Potwierdzam przerzedzenie włosków u LH - Mistle jest LH velveteenem i o ile na głowie i karku futerko jest dość gęste, to na całej reszcie ciała wygląda to tragicznie. Puchate delikatne kłaczki, rzadkie i krótkie, przez które dokładnie widać skórę.
Zdarzają się tez okresowe wyłysienia, po jakimkolwiek zastrzyku tworzą się potworne martwice (prawie na pół plecków) które bardzo trudno się goją.
O dziwo rana pooperacyjna (ropomacicze) na brzuszku zagoiła się szybko i bezproblemowo.

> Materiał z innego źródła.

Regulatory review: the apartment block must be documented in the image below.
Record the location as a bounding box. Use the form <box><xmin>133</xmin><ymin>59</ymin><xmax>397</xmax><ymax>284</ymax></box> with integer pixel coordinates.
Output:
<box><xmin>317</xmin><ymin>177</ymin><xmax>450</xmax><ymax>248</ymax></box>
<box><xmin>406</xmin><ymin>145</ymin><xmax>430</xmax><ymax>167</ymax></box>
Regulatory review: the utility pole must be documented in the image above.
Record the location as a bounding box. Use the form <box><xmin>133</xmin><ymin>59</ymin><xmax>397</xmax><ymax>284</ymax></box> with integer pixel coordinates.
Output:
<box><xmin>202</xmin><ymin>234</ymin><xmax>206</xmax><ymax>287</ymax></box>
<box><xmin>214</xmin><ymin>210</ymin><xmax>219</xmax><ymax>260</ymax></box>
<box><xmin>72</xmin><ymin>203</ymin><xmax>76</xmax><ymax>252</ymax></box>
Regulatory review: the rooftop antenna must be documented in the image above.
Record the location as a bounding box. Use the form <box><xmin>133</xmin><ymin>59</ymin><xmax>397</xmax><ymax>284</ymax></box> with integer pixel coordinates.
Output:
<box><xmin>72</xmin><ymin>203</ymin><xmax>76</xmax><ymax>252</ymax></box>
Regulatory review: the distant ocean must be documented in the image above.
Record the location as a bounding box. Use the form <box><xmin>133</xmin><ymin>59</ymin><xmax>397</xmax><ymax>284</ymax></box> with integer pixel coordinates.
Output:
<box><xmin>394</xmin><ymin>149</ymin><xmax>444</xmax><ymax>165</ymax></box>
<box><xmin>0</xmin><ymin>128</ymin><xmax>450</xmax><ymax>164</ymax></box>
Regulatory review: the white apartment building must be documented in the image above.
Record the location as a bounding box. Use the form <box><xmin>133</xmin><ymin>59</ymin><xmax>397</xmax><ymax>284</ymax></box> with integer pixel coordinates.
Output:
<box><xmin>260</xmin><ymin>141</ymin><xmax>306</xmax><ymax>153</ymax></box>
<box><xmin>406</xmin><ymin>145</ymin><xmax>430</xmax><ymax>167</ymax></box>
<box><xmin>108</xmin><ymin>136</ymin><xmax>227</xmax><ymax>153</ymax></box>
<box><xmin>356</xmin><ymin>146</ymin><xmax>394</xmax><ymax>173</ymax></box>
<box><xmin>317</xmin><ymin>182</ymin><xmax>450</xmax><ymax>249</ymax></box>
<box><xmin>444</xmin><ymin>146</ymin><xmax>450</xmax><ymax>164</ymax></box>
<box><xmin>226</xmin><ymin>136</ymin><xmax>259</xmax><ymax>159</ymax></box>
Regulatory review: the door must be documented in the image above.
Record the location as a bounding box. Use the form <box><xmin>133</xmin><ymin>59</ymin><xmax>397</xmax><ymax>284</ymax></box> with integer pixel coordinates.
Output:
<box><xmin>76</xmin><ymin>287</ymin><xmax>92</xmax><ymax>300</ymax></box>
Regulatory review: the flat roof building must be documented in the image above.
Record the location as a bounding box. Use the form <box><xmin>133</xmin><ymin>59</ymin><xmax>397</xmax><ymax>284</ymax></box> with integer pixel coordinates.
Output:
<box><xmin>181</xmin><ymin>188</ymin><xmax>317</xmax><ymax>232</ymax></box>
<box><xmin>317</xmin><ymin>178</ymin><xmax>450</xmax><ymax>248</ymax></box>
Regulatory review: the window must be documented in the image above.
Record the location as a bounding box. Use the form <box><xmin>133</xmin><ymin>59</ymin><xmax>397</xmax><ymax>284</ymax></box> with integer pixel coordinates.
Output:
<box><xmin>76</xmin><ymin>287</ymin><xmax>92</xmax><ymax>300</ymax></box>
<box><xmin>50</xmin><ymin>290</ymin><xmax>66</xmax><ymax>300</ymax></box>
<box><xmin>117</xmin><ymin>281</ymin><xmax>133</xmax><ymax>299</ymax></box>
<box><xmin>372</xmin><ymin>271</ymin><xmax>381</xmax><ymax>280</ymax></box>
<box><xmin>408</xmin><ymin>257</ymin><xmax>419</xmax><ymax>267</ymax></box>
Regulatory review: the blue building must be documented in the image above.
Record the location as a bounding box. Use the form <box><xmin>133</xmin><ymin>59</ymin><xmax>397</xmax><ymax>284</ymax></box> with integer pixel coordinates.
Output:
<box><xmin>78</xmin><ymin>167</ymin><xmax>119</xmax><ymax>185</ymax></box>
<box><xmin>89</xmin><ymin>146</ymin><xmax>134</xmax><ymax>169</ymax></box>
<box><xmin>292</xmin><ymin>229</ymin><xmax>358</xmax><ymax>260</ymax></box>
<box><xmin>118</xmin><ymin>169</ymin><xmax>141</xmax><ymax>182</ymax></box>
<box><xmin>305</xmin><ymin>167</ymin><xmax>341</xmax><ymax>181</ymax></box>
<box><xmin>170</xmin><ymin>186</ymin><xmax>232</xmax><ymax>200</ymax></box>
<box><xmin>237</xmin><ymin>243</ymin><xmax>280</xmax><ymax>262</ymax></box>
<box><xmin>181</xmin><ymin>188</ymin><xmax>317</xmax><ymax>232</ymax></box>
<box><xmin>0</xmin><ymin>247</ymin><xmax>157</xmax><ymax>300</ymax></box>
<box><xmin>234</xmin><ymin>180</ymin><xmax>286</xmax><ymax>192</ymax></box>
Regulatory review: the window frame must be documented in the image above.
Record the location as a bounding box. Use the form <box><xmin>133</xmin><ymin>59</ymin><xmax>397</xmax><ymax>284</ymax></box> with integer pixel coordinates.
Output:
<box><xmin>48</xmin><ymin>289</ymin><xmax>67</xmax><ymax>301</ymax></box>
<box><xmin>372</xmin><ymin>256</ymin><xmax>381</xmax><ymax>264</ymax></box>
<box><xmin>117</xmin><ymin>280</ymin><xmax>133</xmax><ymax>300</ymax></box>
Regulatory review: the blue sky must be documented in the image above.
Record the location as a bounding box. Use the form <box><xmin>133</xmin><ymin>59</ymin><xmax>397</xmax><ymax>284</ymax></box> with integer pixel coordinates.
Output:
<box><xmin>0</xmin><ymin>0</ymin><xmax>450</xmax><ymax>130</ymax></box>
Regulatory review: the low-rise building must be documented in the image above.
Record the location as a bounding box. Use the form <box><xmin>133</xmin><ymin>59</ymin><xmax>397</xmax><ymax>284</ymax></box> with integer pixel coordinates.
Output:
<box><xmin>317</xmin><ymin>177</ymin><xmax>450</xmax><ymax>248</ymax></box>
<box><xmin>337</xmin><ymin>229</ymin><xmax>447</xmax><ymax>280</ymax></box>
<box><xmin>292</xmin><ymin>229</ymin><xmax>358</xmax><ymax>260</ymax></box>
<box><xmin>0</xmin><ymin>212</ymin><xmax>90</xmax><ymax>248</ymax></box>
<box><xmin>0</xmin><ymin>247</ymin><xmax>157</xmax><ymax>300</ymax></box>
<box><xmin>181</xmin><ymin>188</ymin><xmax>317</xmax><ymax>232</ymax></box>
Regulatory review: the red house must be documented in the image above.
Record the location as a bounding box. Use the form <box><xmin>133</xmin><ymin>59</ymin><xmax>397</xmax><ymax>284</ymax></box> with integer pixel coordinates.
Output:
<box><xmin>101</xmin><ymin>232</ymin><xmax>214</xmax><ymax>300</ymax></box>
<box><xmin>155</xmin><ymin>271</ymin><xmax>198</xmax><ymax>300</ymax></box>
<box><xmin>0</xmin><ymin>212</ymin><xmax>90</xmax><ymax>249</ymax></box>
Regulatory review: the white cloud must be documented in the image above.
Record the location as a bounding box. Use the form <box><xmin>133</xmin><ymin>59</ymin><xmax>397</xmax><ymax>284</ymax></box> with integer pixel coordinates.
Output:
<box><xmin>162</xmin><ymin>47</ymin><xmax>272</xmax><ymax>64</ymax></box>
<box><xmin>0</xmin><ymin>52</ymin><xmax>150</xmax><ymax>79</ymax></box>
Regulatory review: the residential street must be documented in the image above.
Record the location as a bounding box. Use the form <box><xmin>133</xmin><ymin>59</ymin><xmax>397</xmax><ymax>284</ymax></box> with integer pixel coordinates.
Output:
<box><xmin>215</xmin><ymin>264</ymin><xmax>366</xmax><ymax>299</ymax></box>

Clown - Nie Kwi 13, 2008 20:08

U nas wlasnie byly problemy z kombinatiami wlosow, naprzyklad LH + Velveteen lub REX. Dlamnie to jakos wszystko jest cos nietak. Dlatego bede sie z tego trzymal zdala.
Cietrzew - Pon Gru 22, 2008 20:40

Jak wyglada longhair? Nie moge znalezc zdjecia. Chodzi o jakas odmiane satina,czy to cos zupelnie innego-jak swinka rozetkowa ?
sachma - Pon Gru 22, 2008 22:58

LH satin

http://www.chk-gremleens....iv/iobrazek/819

LH

http://www.chk-gremleens....iv/iobrazek/615

Oli - Wto Gru 23, 2008 01:05

Off-Topic:
Mnie się te zdjęcia nie otwierają.

sachma - Wto Gru 23, 2008 08:16






a teraz?

Bema - Wto Gru 23, 2008 09:54

Off-Topic:
nie otwierały się wczoraj, nie otwierają się dziś...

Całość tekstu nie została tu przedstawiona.